Tim Berners-Lee avait proposé son projet de Web hypertexte au CERN dès 1989. Quatre ans plus tard, l’organisation européenne pour la recherche nucléaire prend une décision dont peu mesurent alors la portée. Le 30 avril 1993, Walter Hoogland, directeur de la recherche, et Helmut Weber, directeur de l’administration, paraphent un document interne adressé « à qui de droit ». Le CERN y abandonne toute propriété intellectuelle sur le code et autorise quiconque à le réutiliser, le modifier, le redistribuer librement.
Une page suffit pour changer le monde
Le texte tient sur une feuille A4. Il libère pourtant l’invention la plus structurante de la fin du XXᵉ siècle. À la même époque, l’université américaine du Minnesota envisage de facturer l’accès à Gopher, son protocole concurrent. Le pari de la gratuité, raconté par Tim Berners-Lee dans son livre Weaving the Web (HarperOne, 1999), va emporter la bataille.
Six mois après l’annonce du CERN, plus de 500 serveurs Web tournent dans le monde. Un an plus tard, ils sont déjà 10 000, pour environ dix millions d’utilisateurs. Sans cette signature, ni Wikipédia, ni les réseaux sociaux, ni les services publics en ligne n’auraient pris la forme qu’on leur connaît.

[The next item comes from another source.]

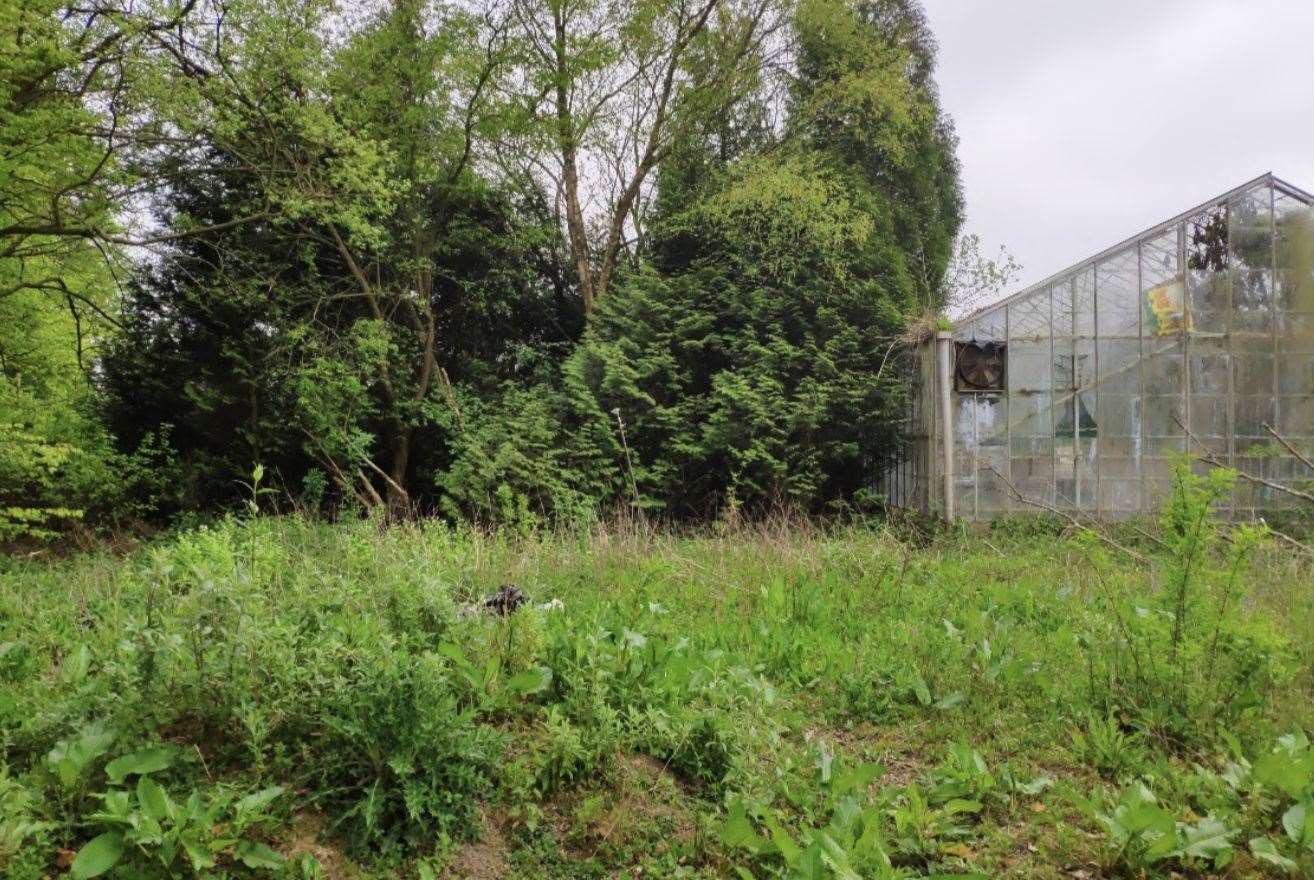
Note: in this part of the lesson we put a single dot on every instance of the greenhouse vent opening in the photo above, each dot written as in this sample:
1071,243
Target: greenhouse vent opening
1079,394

Une décision qui résonne en 2026
Trente-trois ans plus tard, la même question revient avec l’intelligence artificielle. Les grands modèles seront-ils libres comme le Web, ou verrouillés derrière des licences propriétaires ? Le CERN, qui a célébré l’an dernier les 35 ans du projet de Berners-Lee, rappelle régulièrement la valeur de son geste de 1993.
Cette filiation entre Web ouvert et débats actuels sur l’IA et l’open source explique pourquoi cette date du 30 avril revient chaque année dans les médias technologiques. On peut le mesurer en lisant nos articles consacrés à l’actualité tech récente.
À retenir
- Le CERN libère le code du Web le 30 avril 1993, signé Hoogland et Weber.
- Le document tient en une page et autorise toute réutilisation gratuite.
- Six mois après, 500 serveurs tournent ; un an plus tard, dix millions d’utilisateurs.